Plasmacytoid dendritic cells and type I IFN: 50 years of convergent history

Abstract

It has been 50 years since the initial descriptions of what are now known as plasmacytoid dendritic cells (pDC) and type I IFN. pDC, which are infrequent cells found in the peripheral blood and lymphoid organs, are the most potent producers of type I and type III IFNs in the body. pDC produce IFN-alpha in response to both DNA and RNA enveloped viruses by virtue of their ribonucleic acids signaling in the endosome through TLR9 and TLR7, respectively. This stimulation, which also occurs with DNA or RNA-containing immune complexes and synthetic TLR7 and -9 agonists, is dependent upon the transcription factor IRF-7, which is expressed at high constitutive levels in pDC. In addition to releasing as much as 3-10pg of IFN-alpha/cell, pDC are also potent modulators of the immune response. In this review, we discuss the signaling pathways in pDC, their roles in linking innate and adaptive immunity, and their roles in infectious disease and autoimmunity.

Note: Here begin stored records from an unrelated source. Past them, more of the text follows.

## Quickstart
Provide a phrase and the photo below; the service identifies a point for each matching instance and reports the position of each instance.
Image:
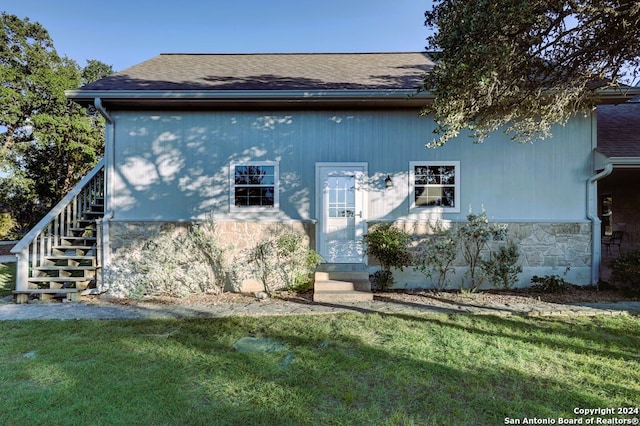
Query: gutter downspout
(592, 214)
(109, 156)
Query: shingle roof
(619, 130)
(294, 71)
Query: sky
(122, 33)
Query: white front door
(341, 211)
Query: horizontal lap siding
(174, 166)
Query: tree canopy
(522, 66)
(47, 143)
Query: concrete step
(341, 275)
(342, 284)
(342, 296)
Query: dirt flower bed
(427, 297)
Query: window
(254, 186)
(435, 185)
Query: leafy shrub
(501, 269)
(549, 284)
(390, 245)
(383, 279)
(474, 236)
(283, 261)
(437, 257)
(625, 271)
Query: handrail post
(22, 269)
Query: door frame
(319, 199)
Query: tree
(524, 65)
(47, 143)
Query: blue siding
(175, 165)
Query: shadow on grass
(346, 369)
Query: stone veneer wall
(546, 248)
(562, 249)
(235, 236)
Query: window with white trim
(254, 186)
(435, 185)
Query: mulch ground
(427, 297)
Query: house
(325, 143)
(617, 160)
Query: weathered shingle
(619, 130)
(295, 71)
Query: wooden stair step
(64, 268)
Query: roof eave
(204, 97)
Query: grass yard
(350, 369)
(7, 278)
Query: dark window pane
(448, 197)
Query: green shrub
(390, 245)
(383, 279)
(502, 269)
(549, 284)
(437, 257)
(280, 262)
(474, 237)
(625, 271)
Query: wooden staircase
(60, 257)
(341, 283)
(73, 262)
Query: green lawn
(7, 278)
(351, 369)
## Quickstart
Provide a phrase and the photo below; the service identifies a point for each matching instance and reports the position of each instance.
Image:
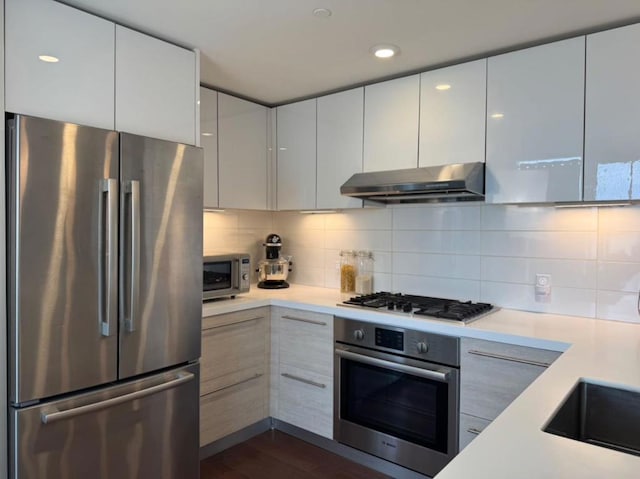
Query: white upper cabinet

Figure 1. Signaling pathways in pDC leading to induction of IFNs and inflammatory cytokines

pDC have been demonstrated to respond to viral RNA and DNA through a unique molecular complex known as the “cytoplasmic transductional-transcriptional processor” (CTTP) (86). Virus enters the cell either by endocytosis or, potentially, direct fusion with the cell membrane. It is uncoated in the acidic endosome and the viral DNA or RNA interacts with TLR9 or TLR7, respectively. Intracellular signaling occurs through the CTTP, which can contain either IRF-5 or IRF-7. IRAK4 phosphorylates IRAK-1, which in turn is responsible for IRF-7 phosphorylation. IRF-7 is required for the transcription of IFNA genes, while IRF-5 is involved in transcription of inflammatory cytokines. Recent evidence, however, suggests that IRF-5 is also required for IFN-α production. IRF-8 is also expressed in pDC, but its function in IFN induction is not known. Viruses that enter the cytoplasm and replicate may induce IFN-α through TLR7/9-independent pathways (shown with question marks); alternatively, viral RNA or DNA may enter the endosome through autophagy (not shown in figure), thus entering the TLR7/9 pathway.

Figure 2. pDC at the interface of innate and adaptive immunity

pDC respond to stimulation with viruses, CpG and DNA or RNA-containing immune complexes with the production of IFN-α, IFN-λ and pro-inflammatory cytokines. pDC then, either directly in a cell-contact dependent manner or via their soluble products, activate components of the innate (NK, monocytes, myeloid (conventional) DC) responses. Activated pDC migrate to the lymph node, upregulate co-stimulatory molecules and present (or cross-present) antigen to CD4, CD8 cells or Treg. Depending on the nature of the stimulus, pDC may activate Th1 responses (typically in response to viruses) or Th2 (in non-IFN-α stimulating conditions). pDC have also been implicated in the development of B cell maturation to antibody-secreting plasma cells and in establishment of immunological memory.

Figure 3. PDC-derived interferon and the immune response

Induction of IFN production by pDC results in an altered immune response. A deviation to either extreme will result in a pathological condition. pDC deficiency leading to low levels of IFN-α production will result in an inadequate immune response allowing for susceptibility to viral infections, whereas overly high levels of IFN-α can induce hyper immune activation, which may lead to autoimmune conditions or, in the case of HIV-infection, CD4 death.